Even though drop sets sound like they should make muscles grow more by keeping them under stress longer, they don’t actually make you bigger than regular workouts.
Scientific Claim
Drop set training does not appear to cause greater muscle hypertrophy than traditional training in resistance-trained individuals, despite theoretical advantages such as increased metabolic stress and time under tension.
Original Statement
“Despite this, our findings showed similar increases in muscle hypertrophy between drop sets and traditional sets.”

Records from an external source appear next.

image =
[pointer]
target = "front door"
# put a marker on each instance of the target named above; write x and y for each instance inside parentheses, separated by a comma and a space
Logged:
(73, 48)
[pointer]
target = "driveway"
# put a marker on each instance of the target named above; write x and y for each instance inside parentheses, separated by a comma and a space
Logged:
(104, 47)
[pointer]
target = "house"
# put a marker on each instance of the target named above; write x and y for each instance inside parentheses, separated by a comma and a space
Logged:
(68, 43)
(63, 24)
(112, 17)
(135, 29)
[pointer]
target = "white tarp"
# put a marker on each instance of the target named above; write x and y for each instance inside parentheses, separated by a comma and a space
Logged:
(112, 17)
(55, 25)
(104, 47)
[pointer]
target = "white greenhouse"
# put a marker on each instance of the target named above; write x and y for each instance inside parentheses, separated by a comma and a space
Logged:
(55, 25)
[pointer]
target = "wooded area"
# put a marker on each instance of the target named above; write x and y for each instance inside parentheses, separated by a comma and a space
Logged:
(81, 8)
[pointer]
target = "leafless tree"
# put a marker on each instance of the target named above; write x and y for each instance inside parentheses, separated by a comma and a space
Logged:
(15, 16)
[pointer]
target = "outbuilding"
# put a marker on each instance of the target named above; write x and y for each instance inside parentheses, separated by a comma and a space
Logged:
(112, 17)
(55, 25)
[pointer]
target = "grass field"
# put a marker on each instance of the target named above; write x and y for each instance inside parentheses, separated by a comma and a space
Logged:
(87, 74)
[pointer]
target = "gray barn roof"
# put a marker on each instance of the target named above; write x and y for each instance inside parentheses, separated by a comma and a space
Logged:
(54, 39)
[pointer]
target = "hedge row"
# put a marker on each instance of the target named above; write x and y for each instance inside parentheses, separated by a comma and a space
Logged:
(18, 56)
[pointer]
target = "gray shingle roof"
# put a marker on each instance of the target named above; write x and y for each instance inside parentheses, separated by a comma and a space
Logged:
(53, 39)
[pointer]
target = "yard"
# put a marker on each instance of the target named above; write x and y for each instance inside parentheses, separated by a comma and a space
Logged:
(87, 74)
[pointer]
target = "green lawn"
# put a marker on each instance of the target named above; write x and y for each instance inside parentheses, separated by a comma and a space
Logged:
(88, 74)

Evidence Quality Assessment
Claim Status
appropriately stated
Study Design Support
Design supports claim
Appropriate Language Strength
association
Can only show association/correlation
Assessment Explanation
The claim correctly uses 'does not appear to cause' to reflect the absence of evidence for superiority. However, under GRADE, 'associated with no greater hypertrophy' is more precise.
More Accurate Statement
“Drop set training is associated with no greater muscle hypertrophy than traditional training in resistance-trained individuals, despite theoretical advantages such as increased metabolic stress and time under tension.”
Evidence from Studies
Supporting (1)
Effects of Drop Sets on Skeletal Muscle Hypertrophy: A Systematic Review and Meta-analysis
Scientists compared two ways of lifting weights—drop sets and regular sets—and found both built muscle equally well, even though drop sets were faster. So, the extra effort in drop sets doesn’t give you more muscle growth.